# Polar Bear in Florida!



## Roger Clark aka Rex (Dec 30, 2008)

Great review, wish I had one of those table saws, Grizzly Rocks.


----------



## stevenhsieh (Jan 8, 2010)

Thanks for the review. It's a perfect Grizzly saw for those who don't have 220V


----------



## knotscott (Feb 27, 2009)

Excellent review, and the 2nd positive review (of 2) I've read about this saw. Enjoy!


----------



## stevenhsieh (Jan 8, 2010)

That's interesting, I thought it's made in Taiwan but it's not.


----------



## reggiek (Jun 12, 2009)

Great review and kudos to Grizzly for continuing to make quality tools at a reasonable price. My Grizzly machines are still running well after several years and I have never regretted purchasing from them.


----------



## Szczuldo (Oct 21, 2010)

good to know someone else had a good experience with this saw. I thought about the same setup you did to help with attaching the extensions but this was the first thing to arrive at my new place and i did not want to run over to my old place.

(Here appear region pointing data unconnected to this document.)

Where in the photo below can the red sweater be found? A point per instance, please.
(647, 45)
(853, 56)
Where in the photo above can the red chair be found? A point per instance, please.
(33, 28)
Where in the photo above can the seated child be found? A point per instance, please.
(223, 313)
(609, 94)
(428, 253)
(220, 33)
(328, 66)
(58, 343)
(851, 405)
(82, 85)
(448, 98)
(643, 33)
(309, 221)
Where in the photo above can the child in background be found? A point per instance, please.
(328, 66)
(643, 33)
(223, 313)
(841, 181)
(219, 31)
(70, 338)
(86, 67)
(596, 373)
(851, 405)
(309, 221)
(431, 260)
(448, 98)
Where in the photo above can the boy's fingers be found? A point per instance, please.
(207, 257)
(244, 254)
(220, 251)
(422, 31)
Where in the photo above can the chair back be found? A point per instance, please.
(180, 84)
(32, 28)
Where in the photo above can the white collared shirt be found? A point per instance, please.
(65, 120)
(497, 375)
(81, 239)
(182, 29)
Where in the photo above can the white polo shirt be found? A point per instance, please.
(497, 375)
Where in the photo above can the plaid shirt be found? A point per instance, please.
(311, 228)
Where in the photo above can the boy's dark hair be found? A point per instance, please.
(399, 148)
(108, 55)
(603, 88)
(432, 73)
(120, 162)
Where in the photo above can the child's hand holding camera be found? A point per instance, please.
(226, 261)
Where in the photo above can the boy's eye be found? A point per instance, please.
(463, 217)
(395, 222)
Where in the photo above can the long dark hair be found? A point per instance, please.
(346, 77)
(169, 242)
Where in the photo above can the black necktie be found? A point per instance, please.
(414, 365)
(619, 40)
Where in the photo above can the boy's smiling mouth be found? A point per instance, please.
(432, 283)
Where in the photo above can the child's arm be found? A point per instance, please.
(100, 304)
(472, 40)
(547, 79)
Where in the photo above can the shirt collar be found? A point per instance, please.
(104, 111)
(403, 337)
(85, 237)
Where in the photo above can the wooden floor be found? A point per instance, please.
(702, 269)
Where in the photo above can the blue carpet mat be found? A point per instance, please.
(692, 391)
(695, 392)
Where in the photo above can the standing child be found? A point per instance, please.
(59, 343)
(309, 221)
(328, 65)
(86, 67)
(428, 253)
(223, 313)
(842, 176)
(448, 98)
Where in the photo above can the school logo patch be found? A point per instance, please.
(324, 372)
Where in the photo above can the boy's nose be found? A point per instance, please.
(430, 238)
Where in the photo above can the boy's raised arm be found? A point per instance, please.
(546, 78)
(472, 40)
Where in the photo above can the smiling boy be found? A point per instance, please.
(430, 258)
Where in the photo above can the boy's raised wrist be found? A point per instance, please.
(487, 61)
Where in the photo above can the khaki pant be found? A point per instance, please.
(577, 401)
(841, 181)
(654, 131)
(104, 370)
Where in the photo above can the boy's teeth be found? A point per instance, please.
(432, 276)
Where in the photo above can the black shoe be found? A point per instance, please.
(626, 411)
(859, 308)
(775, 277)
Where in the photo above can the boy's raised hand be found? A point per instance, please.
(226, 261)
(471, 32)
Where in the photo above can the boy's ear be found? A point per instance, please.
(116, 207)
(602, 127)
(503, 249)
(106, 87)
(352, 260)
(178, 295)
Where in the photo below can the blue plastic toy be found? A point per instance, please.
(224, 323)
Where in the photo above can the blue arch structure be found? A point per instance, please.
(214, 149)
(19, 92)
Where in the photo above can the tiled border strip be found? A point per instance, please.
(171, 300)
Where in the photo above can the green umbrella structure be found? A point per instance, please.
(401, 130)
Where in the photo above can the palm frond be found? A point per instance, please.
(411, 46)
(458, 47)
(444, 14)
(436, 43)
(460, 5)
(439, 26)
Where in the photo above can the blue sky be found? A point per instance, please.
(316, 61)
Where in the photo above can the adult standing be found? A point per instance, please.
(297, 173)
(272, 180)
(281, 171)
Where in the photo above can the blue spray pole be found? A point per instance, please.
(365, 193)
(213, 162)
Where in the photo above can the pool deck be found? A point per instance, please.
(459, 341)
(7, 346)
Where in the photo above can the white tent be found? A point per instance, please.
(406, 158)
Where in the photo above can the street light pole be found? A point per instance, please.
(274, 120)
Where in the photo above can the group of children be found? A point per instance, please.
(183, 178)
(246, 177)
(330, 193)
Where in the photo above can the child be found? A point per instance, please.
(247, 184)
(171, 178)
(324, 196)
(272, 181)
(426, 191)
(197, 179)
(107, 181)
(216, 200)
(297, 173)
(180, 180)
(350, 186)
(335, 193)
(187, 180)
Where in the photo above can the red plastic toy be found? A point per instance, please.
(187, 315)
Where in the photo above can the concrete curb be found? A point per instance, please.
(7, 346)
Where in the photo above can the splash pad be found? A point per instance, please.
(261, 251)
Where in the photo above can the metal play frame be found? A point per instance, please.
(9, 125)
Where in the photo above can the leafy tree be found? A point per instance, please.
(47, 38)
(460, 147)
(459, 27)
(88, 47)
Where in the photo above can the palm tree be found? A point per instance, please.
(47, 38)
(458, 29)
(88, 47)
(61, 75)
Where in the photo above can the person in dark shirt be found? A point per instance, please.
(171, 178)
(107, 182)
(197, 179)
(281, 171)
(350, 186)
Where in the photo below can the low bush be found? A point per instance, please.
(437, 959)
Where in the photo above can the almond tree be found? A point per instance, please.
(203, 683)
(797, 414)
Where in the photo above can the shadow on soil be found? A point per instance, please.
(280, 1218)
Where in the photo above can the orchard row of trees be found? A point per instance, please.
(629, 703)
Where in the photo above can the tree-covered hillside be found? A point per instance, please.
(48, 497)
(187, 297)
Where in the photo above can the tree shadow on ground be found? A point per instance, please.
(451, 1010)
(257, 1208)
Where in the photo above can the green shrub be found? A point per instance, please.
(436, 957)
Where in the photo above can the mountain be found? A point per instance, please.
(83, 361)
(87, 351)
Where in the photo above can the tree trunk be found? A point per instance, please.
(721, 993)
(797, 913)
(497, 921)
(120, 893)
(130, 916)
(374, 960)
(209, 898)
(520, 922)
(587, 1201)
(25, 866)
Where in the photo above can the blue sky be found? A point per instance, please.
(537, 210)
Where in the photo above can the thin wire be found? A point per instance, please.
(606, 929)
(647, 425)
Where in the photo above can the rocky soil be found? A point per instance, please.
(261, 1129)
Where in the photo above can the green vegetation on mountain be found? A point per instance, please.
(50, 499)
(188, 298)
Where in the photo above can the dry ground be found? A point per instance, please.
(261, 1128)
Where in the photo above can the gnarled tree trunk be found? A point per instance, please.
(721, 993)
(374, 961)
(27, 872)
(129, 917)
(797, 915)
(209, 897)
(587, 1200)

As for the dust port, i am thinking of seeing if I can attach a 6" port as that is what I plan to have run to my saw.


----------



## moonls (Mar 23, 2010)

I just ordered a Grizzly G0715P after looking at other saws for the past several weeks. I was really pleased to get such good reviews from you and Szculdo and it certainly helped me make the decision. I hope Grizzly is monitoring this site because they will get some excellent feedback!


----------



## mattg (May 6, 2008)

I'm jealous!! Congrats on your new saw!!


----------



## NormG (Mar 5, 2010)

I think you will be very happy with this saw for a long time


----------



## Wilt191 (Jan 12, 2011)

Great review. I am saving for one of these and what a great deal especially with the introductory price grizzly has on right now. Thanks for sharing.


----------



## Szczuldo (Oct 21, 2010)

The introductory price is gone but apparently there is only an 8$ difference…So really isn't a problem. I was hoping to get the 15" planer before the introductory price wore off but alas i missed it and that was near 100$


----------



## NickFerry (Mar 15, 2011)

thanks a bunch for the great review will be ordering mine soon


----------



## Kentuk55 (Sep 21, 2010)

Thnx for your review Dave


----------